Aligning the Forms

Today showed little visible progress but actually was quite productive in the prep work category. The goal was to get the forms permanently on the strongback since I could now lift it out of the way. While in previous posts I showed the forms on there, they were just slid in place and not aligned or all consistently spaced out.

I stared with attaching a small nail on the center of the tip of the bow and stern. A string was attached to both and pulled taut. Sighting down the string I was able start to check the forms for alignment. To ensure I was viewing the right spot I used a pencil to put a line right at the peak center point of each form.

Some small dowels were inserted along with a few screws to pull the bow into alignment. Once the bow and stern were straight the forms were next. They each fit fairly tight to the strongback but being wood, the strongback is not as rigid (straight) as an aluminum beam could be (but a heck of a lot cheaper) so there is some adjusting that needs to be done. When a form is out of alignment it’s pretty obvious.

The steps to align a form are not difficult. First I look to see just how much it has to move. If it’s off just a tiny amount there may be enough play to adjust it. If not, then I use the block plane to shave off a little bit of the beam where the form goes. I don’t shave the whole beam, but rather just the corner areas that are tight to the form. When a little is shaved off the form can now rotate just a tiny bit. I recheck alignment. If still not good I repeat until the form can turn into alignment.

Once the form is aligned you need to some how keep it that way. To start, I cut a bunch of small blocks. About 3/4″ x 3/4″ from some scrap lumber. A spacer block of 11 3/4″ was used to determine the next form placement, that was slid into place and then the spacer block was moved against the form. These blocks were then aligned perpendicular to the beam with a combination square and two screws were used to hold them to the beam. The form was slid tightly against the block, turned into alignment (if necessary) and then two screws were used to attach the form to the block.

The process is repeated for each form until all are in alignment.

By far most of today’s work was in aligning the forms but I also fixed my first mistake and started to plan and do a bit of the shaping. The oops was the placement of form #1 on the bow. As I stated, the prior alignment of the forms was just a “let’s see how they look” and I should not have mounted #1 yet. After doing the precision placement of each form I found I was about a full inch off. So a new notch was cut and the waste piece was glued into the previous notch. It isn’t really necessary but helps a tiny bit with structural integrity, especially as a backer block for the narrow bit that was left. The top point of form one should be even with the pencil line when form 1 is finally aligned.

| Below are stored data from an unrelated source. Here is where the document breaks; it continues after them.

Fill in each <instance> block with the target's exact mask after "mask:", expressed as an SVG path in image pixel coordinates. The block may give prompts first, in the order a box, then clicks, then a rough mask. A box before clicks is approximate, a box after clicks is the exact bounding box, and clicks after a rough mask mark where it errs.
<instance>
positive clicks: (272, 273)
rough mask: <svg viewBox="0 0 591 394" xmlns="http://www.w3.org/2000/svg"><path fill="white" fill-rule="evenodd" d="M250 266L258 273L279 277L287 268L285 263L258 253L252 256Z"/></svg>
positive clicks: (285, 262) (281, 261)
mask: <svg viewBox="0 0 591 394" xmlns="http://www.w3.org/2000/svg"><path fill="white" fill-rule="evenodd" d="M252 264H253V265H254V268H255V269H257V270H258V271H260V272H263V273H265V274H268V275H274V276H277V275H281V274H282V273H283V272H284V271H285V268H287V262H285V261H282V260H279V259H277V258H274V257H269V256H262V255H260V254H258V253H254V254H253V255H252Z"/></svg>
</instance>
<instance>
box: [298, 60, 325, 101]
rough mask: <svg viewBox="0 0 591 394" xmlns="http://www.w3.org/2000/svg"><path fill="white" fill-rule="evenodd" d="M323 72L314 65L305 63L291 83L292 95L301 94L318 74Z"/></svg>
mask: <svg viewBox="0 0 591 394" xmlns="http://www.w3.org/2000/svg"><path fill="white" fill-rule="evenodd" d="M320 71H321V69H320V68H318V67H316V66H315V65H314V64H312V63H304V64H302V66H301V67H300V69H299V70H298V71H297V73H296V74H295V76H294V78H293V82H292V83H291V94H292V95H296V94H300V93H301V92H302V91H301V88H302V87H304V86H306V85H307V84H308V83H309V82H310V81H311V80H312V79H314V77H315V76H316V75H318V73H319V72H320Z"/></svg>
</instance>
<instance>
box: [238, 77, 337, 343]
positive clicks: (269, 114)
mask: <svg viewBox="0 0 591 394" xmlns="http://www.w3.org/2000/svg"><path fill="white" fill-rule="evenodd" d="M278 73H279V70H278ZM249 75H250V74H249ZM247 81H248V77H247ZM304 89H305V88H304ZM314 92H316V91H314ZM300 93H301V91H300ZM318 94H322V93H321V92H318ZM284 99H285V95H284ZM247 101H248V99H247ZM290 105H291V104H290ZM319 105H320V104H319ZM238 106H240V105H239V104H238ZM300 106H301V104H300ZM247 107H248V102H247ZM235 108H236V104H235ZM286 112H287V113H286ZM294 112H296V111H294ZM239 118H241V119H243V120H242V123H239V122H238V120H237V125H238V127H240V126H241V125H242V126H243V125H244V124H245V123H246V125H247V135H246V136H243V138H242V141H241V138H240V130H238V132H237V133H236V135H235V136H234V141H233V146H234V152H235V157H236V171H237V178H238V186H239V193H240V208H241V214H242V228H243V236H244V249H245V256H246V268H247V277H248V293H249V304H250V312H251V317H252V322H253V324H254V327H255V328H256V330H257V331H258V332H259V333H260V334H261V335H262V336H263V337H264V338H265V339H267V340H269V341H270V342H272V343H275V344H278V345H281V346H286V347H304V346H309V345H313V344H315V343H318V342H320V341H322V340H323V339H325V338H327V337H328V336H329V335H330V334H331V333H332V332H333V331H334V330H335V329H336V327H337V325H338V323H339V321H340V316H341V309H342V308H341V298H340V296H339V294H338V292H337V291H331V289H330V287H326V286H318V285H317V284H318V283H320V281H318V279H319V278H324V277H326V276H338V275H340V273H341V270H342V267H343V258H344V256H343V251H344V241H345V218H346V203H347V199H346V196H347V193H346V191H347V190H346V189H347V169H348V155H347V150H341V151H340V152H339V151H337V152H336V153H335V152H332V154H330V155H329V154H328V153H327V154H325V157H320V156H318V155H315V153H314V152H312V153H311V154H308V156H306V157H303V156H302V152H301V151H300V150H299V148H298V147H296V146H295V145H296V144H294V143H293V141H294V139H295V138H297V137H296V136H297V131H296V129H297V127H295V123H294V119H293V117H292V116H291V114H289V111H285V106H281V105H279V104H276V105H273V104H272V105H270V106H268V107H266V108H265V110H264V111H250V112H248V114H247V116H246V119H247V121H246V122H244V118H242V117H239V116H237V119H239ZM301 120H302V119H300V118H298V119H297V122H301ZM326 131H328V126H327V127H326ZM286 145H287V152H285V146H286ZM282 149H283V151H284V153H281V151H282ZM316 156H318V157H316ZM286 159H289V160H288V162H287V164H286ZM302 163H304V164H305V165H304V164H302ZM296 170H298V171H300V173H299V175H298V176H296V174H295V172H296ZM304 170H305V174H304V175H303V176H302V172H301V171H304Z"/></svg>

The bow and stern will end up with an inner and outer stem or keel. I plan to use the bow and stern forms to create the outer keel, then with the outer as a template, create the inner and then finally trim off the part of the form where the inner will go. The reason for the inner stem is to have a place that the strips can be glued to. You can’t attach them to the form or the form would never be removable. The stem itself will just sit against the form but not be attached to it. The pencil line is an approximate estimate of about the size of the stem.

Finally the bow and stern have to be shaped to match the angles of the eventual stem (comes to a point) and the surrounding and overlapping forms. So the top has a small point in the center that has to be formed at form 2 and 1 and then it should curve over to a point at the tip. You can see this somewhat in the drawings and the video demonstrates the approximate angles that I’ll need to move the plane to cover this area. The final image is my first shaping and sanding. When I can shape all the way to the point I’ll finalize this rolling bevel, but this won’t be until I have the stems made.

The angle of the plane will go from pretty much vertical to almost horizontal to match the top of form #2.

At this point I decided the 90+ temperatures were quickly sapping my energy so I’d clean up and call it quits for today. This was my first try at using the lift to raise up the kayak forms. I’ve still got it sitting below the door but this is fine for now as it clears my car. The straps could have been placed a bit better too but this will work itself out as the kayak starts to take shape. Standing back and looking at it and I can already see my completed kayak hanging there.